I want to trust like a small child, unconcerned with the uncertainties of the future, and just living in the moment God has given.
I want to embrace pain and confusion.
I want to face them with joy in my heart.
I want to see how they hone my character and strengthen my hope and faith.
I want to be broken down and made nothing.
I want to no longer resemble who I once thought I was.
I want to be dust carried away on the wind.
I want to pray boldly and fearlessly for brokenness so that I may experience cleansing and renewal to be made more in God’s likeness. More of him and less of me. May I desire nothing more than becoming evermore like my Savior. What cost should I not be willing to pay in pursuit of my Father? Why do I fear brokenness when I know that it brings forth breathtaking beauty? Why do I forget that his power is made perfect in my weakness? When I am stripped of comforts and certainties, God gives us permission to start again new. Everyone holds the desire to start again new somewhere in the deep recesses of their being.
I want to start again. Why the hesitation?
I want to break free from Satan and take hold of what Christ has set out for me to claim.
I have a hope and a future. May I strive for it, not against it.
I want to be made whole and new in Christ.
I want to attain all that Christ has for me.
I want to follow the path he has laid out for me to journey.
I want to find God in the valleys and on the mountaintops.
I want to feel his presence and know his reality every step of the way. My peace is found in knowing that even when I stumble and fall or stray from the lighted path, my God’s hand is gently pulling me back onto my feet and guiding them back to the trail I am to follow.
I want to push hindrances aside.
I want to run the race with perseverance.
I want to be a witness for Christ
I want to stop and smell the flowers along the trail without worry of consequence.
I want to dance along that trail with my Maker.
I want to dance in the rain and the sunshine.

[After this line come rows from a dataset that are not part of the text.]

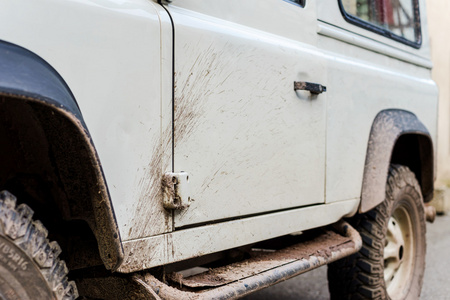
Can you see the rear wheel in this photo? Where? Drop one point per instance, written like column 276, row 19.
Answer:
column 391, row 262
column 29, row 263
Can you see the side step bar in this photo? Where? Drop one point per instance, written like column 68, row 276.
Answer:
column 260, row 271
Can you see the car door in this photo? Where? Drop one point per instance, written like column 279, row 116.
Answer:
column 249, row 142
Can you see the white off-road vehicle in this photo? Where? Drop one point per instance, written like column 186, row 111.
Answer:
column 192, row 149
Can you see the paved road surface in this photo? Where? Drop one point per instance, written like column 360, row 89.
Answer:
column 313, row 285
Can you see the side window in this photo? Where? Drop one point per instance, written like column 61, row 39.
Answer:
column 397, row 19
column 298, row 2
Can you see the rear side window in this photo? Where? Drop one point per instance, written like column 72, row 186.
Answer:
column 396, row 19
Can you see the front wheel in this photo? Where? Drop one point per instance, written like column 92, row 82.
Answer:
column 391, row 263
column 29, row 264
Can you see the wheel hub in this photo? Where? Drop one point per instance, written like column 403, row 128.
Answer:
column 398, row 252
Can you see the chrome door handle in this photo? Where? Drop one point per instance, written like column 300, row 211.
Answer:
column 313, row 88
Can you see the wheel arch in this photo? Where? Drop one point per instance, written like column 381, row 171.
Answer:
column 397, row 136
column 46, row 137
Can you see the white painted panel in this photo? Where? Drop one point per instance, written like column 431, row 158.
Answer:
column 184, row 244
column 250, row 143
column 361, row 83
column 109, row 53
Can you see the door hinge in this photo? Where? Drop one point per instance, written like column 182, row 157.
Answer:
column 175, row 187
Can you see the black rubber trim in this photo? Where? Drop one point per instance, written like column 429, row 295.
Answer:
column 385, row 32
column 26, row 75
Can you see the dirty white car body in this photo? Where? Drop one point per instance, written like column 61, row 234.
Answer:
column 207, row 88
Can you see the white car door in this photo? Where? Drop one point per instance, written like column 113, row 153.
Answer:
column 249, row 142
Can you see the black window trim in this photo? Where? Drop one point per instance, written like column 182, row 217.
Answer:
column 386, row 32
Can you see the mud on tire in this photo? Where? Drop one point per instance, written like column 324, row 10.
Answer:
column 29, row 263
column 391, row 263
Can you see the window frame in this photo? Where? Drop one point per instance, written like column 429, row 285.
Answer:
column 384, row 31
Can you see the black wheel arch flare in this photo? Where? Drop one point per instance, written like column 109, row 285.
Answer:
column 27, row 79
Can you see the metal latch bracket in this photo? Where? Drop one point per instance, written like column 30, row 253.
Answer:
column 175, row 188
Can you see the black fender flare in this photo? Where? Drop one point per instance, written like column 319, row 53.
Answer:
column 24, row 76
column 388, row 128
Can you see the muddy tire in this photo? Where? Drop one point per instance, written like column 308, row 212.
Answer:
column 391, row 263
column 29, row 263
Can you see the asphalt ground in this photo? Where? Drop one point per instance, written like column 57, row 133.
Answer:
column 314, row 285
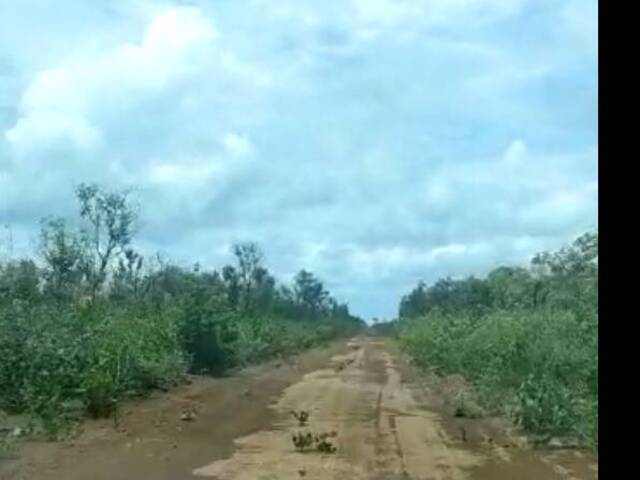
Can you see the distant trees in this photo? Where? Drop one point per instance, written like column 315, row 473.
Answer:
column 103, row 322
column 567, row 278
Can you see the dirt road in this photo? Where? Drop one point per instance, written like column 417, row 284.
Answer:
column 391, row 422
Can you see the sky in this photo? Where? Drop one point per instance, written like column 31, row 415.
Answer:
column 374, row 142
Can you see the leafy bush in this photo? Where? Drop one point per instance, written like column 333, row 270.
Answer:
column 532, row 351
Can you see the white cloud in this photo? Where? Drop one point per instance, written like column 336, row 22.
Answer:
column 65, row 101
column 373, row 142
column 515, row 154
column 237, row 145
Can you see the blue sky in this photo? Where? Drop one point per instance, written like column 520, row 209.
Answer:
column 374, row 142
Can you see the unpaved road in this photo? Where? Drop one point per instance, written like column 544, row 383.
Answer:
column 392, row 422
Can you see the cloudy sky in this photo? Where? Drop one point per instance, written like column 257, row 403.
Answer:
column 374, row 142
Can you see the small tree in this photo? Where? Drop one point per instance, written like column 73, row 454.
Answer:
column 249, row 258
column 109, row 226
column 63, row 255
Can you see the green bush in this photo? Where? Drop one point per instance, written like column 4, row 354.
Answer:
column 538, row 366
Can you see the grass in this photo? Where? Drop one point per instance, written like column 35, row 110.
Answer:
column 539, row 367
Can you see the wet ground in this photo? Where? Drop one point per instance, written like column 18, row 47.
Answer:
column 387, row 420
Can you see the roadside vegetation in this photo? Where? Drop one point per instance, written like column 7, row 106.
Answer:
column 526, row 338
column 90, row 321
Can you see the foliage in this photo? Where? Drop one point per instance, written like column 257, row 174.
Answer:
column 530, row 346
column 92, row 322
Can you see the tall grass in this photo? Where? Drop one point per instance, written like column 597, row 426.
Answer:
column 538, row 366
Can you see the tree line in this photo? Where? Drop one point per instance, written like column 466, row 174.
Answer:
column 526, row 338
column 91, row 320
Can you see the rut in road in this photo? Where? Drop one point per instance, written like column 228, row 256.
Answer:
column 393, row 423
column 382, row 432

I want to be romanced by the greatest lover of all time.
I want to stand on his feet as we turn round and round in the dance of a lifetime.
I want to be a small daughter dancing with her Father, following wherever he leads.
I want to embrace confusion.
I want to persevere.
I want to trust.
I want to pray boldly.
I want to be stripped of myself.
I want to be made new.
I want to break free and claim Christ.
I want to journey with a peaceful heart.
I want to dance.
I want to be romanced.
I want to love and be loved.
I want to follow where He leads.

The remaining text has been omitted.